The buildings around him were enveloped in fog, fog and more fog; Luke could barely see through the windshield. It rolled away from the car as the high beams cut through the murk. The tops of the tallest buildings looked like UFOs, floating disembodied above the streets.

The dream faded away as he focused on the murky road and the task at hand.

The word pirates always seemed like a throwback, strangely stirring Luke’s Viking blood. But in fact, piracy was a burgeoning modern crime. Shipping container theft was rampant on the high seas—a low-risk, high-reward business that criminal elements from every country in the world seemed to be determined to get in on. Anything that could be stolen—electronics, appliances, software—was fair game. And the Port of San Francisco was a natural target.

In the past six months four major shipping lines had had container ships boarded and pillaged en route to the port. Luke’s strongest lead was that the stolen containers were somehow being unloaded and processed at the port as legitimate cargo and immediately scattered to the four winds, shipped out via trucks all over the country. He just had to find out how.
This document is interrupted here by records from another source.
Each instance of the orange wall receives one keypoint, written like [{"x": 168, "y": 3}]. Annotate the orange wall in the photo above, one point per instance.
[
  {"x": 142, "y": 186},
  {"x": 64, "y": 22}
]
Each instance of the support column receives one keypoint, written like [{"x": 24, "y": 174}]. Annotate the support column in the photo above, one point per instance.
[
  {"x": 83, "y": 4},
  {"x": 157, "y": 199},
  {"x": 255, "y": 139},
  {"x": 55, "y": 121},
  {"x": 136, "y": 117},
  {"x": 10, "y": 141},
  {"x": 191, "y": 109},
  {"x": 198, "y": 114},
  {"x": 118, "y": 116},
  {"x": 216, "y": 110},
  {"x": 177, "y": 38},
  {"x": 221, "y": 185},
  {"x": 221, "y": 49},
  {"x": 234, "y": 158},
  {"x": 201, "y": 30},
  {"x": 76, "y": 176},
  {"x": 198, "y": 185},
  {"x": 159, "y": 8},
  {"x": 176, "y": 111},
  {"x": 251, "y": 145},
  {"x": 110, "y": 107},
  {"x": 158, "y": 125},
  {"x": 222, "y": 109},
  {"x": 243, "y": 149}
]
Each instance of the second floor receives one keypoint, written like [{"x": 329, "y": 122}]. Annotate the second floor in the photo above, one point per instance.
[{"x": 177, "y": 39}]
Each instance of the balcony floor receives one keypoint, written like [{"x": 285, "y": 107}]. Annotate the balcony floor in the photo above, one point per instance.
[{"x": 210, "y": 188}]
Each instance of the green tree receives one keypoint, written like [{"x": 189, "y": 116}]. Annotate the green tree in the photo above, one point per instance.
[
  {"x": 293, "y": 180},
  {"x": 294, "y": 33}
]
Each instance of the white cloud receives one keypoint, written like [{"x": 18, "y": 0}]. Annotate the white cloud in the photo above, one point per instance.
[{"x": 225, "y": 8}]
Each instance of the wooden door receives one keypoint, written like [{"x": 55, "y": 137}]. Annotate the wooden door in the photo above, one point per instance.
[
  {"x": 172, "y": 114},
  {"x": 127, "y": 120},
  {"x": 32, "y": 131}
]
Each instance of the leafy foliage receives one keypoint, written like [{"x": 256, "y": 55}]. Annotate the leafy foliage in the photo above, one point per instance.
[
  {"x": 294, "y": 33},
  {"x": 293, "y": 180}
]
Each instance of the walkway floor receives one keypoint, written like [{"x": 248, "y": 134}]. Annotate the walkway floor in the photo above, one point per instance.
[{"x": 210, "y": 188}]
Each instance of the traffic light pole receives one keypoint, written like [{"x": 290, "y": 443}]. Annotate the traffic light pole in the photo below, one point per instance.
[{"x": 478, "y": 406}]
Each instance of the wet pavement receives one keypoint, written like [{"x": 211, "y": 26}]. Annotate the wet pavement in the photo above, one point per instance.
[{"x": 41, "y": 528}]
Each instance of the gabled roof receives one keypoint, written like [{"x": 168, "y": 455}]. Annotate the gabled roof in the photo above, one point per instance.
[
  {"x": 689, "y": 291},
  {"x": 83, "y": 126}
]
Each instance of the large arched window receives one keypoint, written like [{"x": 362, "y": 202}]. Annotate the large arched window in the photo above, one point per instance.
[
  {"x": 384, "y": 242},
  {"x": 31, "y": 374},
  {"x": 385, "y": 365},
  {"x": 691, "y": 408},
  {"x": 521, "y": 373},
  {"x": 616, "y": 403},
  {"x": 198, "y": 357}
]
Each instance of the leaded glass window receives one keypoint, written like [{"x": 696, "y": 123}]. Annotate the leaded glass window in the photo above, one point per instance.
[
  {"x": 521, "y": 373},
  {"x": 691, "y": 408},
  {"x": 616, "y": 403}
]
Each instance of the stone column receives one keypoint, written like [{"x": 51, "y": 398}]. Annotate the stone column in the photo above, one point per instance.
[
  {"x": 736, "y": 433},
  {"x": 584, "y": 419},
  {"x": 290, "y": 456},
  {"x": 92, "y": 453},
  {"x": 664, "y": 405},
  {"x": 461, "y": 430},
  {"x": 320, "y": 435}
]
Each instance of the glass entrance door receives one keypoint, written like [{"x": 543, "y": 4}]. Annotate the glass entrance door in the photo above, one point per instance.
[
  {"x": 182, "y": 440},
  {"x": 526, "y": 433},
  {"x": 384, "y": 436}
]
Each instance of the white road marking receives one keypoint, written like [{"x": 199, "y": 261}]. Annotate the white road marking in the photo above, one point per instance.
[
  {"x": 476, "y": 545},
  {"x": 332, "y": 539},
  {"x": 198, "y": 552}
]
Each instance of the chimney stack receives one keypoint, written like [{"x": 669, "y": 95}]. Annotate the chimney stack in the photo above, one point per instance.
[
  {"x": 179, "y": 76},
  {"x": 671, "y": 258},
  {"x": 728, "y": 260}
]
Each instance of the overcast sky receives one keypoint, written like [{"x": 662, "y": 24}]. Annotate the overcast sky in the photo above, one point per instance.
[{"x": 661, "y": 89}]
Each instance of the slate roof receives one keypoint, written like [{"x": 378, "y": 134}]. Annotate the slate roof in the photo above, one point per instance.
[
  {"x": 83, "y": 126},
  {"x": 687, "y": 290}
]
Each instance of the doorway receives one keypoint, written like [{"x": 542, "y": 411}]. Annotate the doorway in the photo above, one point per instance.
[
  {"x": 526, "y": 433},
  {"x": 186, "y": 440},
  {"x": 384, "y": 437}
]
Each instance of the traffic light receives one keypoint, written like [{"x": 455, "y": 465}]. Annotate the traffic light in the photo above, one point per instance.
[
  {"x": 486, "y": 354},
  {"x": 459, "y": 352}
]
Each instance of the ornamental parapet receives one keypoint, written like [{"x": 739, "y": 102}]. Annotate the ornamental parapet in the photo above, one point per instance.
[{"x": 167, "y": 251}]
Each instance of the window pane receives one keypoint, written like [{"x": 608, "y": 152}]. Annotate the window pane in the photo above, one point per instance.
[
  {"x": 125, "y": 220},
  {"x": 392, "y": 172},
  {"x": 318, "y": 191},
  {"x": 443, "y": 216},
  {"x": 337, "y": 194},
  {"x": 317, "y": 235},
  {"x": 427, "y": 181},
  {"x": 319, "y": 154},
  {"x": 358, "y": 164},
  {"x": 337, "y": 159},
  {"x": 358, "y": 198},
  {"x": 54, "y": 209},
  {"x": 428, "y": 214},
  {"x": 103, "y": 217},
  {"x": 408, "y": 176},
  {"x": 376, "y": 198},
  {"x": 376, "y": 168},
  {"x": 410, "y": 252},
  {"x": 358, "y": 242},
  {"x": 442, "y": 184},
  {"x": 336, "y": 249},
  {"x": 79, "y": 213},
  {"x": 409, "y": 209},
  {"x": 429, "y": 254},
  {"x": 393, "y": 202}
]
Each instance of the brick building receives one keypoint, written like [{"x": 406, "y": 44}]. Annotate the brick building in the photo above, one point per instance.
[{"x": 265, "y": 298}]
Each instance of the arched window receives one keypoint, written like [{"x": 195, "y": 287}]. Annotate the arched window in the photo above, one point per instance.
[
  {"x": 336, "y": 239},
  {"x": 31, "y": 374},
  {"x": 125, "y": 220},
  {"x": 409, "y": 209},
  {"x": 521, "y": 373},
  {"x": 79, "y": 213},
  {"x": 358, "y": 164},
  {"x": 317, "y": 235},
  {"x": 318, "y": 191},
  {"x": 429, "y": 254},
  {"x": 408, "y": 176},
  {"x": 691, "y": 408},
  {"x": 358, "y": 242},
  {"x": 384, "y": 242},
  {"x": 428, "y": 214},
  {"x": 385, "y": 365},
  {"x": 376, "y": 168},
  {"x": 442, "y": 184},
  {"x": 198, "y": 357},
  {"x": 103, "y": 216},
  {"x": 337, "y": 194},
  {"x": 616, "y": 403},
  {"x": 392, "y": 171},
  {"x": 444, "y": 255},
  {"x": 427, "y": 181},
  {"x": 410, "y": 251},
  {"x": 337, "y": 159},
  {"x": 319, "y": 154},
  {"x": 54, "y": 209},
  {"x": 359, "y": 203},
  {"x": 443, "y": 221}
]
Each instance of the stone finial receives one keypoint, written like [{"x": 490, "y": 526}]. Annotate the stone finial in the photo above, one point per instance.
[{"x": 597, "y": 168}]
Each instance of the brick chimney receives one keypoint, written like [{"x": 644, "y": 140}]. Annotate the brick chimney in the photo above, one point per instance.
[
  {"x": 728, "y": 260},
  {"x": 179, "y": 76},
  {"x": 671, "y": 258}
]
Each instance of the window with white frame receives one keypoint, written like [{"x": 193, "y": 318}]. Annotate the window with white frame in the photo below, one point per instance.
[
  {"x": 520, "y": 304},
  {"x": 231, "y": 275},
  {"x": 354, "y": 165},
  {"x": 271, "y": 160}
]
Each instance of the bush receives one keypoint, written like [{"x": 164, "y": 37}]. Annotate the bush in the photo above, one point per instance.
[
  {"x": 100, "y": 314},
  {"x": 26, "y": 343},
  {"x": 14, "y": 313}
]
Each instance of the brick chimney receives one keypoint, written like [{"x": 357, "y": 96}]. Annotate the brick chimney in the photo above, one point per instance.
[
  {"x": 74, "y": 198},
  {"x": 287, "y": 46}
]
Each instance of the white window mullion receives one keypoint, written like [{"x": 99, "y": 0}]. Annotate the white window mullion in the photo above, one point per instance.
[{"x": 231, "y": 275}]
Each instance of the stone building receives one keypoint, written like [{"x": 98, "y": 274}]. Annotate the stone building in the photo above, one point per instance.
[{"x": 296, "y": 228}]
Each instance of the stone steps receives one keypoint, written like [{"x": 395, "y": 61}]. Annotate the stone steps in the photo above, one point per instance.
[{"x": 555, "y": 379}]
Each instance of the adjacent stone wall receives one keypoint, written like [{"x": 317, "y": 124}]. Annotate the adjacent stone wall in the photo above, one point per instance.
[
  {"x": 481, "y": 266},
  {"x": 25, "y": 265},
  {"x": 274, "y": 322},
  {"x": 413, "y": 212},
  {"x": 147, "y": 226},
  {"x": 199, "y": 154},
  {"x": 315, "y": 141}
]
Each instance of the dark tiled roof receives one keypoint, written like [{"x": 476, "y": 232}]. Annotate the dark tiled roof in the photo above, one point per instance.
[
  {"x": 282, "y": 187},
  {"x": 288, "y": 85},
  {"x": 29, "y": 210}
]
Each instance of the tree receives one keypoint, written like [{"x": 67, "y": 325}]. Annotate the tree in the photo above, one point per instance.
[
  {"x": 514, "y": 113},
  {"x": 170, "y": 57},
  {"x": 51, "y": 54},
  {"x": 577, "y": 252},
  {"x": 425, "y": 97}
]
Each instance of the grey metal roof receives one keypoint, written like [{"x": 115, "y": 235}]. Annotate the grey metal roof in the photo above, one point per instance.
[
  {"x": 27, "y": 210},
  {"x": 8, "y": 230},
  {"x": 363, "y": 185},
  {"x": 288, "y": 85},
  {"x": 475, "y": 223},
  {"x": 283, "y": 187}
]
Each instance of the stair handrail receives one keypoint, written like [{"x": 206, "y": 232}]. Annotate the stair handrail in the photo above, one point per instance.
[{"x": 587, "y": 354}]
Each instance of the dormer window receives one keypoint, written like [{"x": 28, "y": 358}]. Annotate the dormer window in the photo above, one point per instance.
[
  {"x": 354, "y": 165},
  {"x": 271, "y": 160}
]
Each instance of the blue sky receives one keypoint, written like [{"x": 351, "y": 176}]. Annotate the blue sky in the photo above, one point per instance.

He had a feeling that he was about to crack the case wide open and that it was his ticket to...a lot. His personal plan was to nail the piracy ring to the wall and write that ticket: lieutenant, task force chief. It was time for him to be moving upward and onward; his superiors knew it and he knew it. It was just this propensity he had for...

Not trouble, no, not that.

Recklessness—no, he wouldn’t say that, either.

He just never had seen the point in not charging ahead, when he had his facts straight and his suspects lined up. His grandmother had had a quaint saying to explain the trouble Luke got into: You have a bad Norn. The Scandinavian equivalent of saying he had a wayward guardian angel. How many times had he heard it growing up?

Luke frowned, surprised at his own train of thought. Now where on earth did that come from?

He had enough to concentrate on without getting distracted by a fairy tale.

He shifted gears to head down the next hill, then reached for the phone and autodialed his lieutenant again. Still just voice mail. Luke shook his head and called dispatch. “This is Detective Mars. I need to reach Lieutenant Duncan, it’s urgent.”

He disconnected as the dispatcher assured him he’d find Duncan, and tried Pepper. Nothing there, either.